O ministro do Superior Tribunal de Justiça (STJ), Ribeiro Dantas, negou liminarmente habeas corpus aos executivos Marcelo Odebrecht, Cesar Ramos Rocha, Márcio Faria da Silva e Rogério Santos de Araújo, investigados pela Operação Lava Jato, da Polícia Federal (PF). No habeas corpus, a defesa dos executivos da Odebrecht pedia o trancamento de um segundo processo que apura a suposta prática de corrupção ativa. A decisão foi informada no sábado (31) pelo STJ.

Os quatro executivos já foram denunciados por organização criminosa, corrupção ativa e lavagem de dinheiro, processo no qual foram decretadas suas prisões preventivas.
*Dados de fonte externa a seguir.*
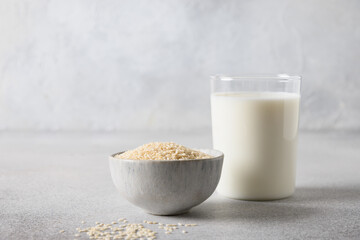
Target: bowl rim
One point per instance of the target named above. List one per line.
(219, 156)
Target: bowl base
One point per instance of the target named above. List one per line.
(169, 214)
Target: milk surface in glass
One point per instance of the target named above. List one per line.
(257, 131)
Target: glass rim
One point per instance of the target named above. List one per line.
(286, 77)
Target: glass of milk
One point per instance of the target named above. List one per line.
(255, 124)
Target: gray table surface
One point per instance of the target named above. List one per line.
(53, 181)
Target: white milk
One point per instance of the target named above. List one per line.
(258, 134)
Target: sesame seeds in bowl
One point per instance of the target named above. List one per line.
(166, 178)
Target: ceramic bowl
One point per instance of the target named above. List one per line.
(167, 187)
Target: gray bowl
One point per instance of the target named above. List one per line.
(167, 187)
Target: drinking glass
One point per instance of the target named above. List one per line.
(255, 124)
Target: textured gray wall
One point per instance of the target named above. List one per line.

Os advogados recorreram de decisão de desembargador do Tribunal Regional Federal da 4ª Região (TRF4) que indeferiu liminarmente ohabeas corpus. A defesa sustentou que os executivos estão sendo submetidos a flagrante constrangimento ilegal, pois no segundo processo são apuradas as mesmas condutas objeto da primeira ação penal.

Na decisão, o ministro Ribeiro Dantas destacou que o STJ já tem jurisprudência pacificada no sentido de que não cabe habeas corpus contra decisão que indefere pedido liminar, salvo em casos de flagrante ilegalidade. “No caso dos autos, não se verifica a ocorrência de flagrante ilegalidade na decisão impugnada, de modo a justificar o processamento da presente ordem”, disse Ribeiro Dantas, no processo.

No dia 19 de setembro, o juiz federal Sérgio Moro, da 13ª Vara Federal de Curitiba, mandou soltarCesar Ramos Rocha. Segundo Moro, a prisão de Rocha pode ser convertida em medidas cautelares porque o investigado não oferece mais riscos às investigações.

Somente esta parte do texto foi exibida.